Western religion has not been kind to gays. From the first mentions of homosexuality in the Old Testament, to the Christian Gospels, to the Quran’s retelling of Sodom and Gomorrah, it’s one thing all Abrahamic faiths have agreed on.
This Western influence has made its way around the world, to regions that typically accepted homoseuxuality as normal. Christian evangelists and missionaries have had such an impact on countries in Africa, that Uganda now has some of the harshest homophobic laws in the world.

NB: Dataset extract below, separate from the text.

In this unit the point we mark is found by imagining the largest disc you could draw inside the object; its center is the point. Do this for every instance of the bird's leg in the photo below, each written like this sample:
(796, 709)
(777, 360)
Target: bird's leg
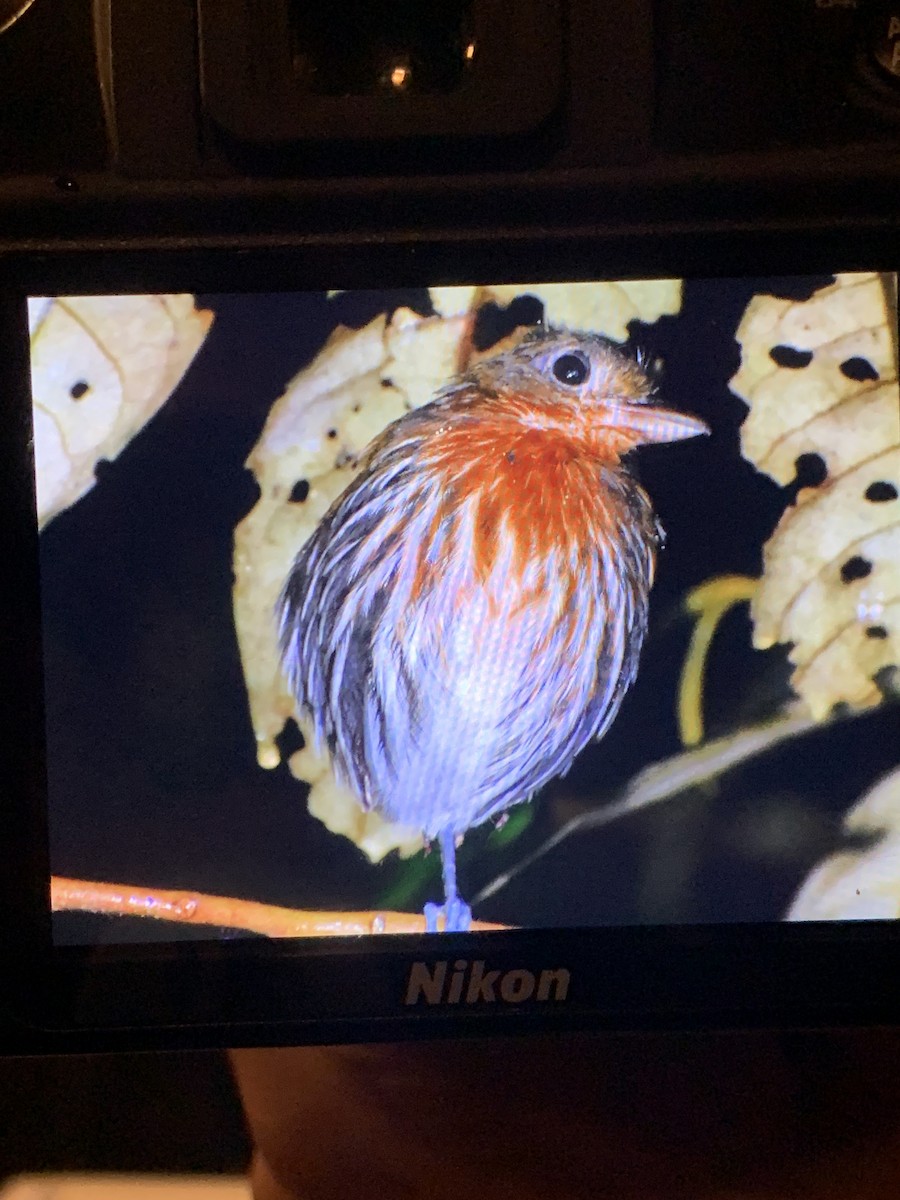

However, even the religious right has its progressives. These individuals and groups take a different approach. While they don’t condone homosexuality, they preach tolerance of gays and lesbians, rejecting abominations like conversion therapy and treating us as regular members of their communities.
It’s a step forward, and a very brave one at that. Rabbis, pastors, imams, and even the Pope, face criticism from more extreme sectors for the progressive approach. Pope Francis, as the leader of the massive Catholic population, has taken huge chances in speaking out about gay rights.
Still, progressive religion does not yet fully understand homosexuality. The following 5 are the biggest lessons that need to be learned.
It’s not about sex
The most common refrain from tolerant religious factions is that you should judge the sin, not the sinner. Everyone commits sins, and gays are no different. Even if gays have no intention to change their behaviour, it’s no different from someone who does not observe the Sabbath, or does not pray five times a day, and so on.
But being gay is not as black and white as religion makes it. It does not simply mean you have sex with someone of the same gender. You wouldn’t consider a heterosexual romantic relationship as an “act” or “behavior”. Religion preaches the importance of love and marriage. When it comes to heteronormativity, it recognises that marriage is not just an agreement to have as much sex as possible. Same sex relationships should not be seen differently.
When the religious “judge the sin, not the sinner” they are invalidating a homosexual’s ability to have a loving, monogamous relationship. The refrain won’t stop religious heterosexuals (or gays themselves) from passing a heavy, personal judgment.
Whether or not it’s a choice only matters if you see it as a sin…
Debate rages amongst the religious over whether or not homosexuality is a choice. The more progressive religious factions accept that it is not a choice, in defense of homosexuals. But whether or not it’s a choice only matters if you consider it a sin or perversion. As a proud gay man, I no longer bother myself with the argument. Even if it is a choice, there’s no reason I should not have made that choice.
…but the debate perpetuates internalized homophobiaBeing reassured that it’s not a choice makes us feel all the judgment it implies. The judgment that tells me my love is perverted and that I’m a helpless victim to this “illness”.
The unfortunate truth is that, were it a choice, 99% of homosexuals would not have chosen it. And feeling like your choice of who you love is making the best of a bad situation is pretty awful. I would not trade my boyfriend for any woman (not even Beyoncé) and I resent being told by religious leaders that they accept my sad reality.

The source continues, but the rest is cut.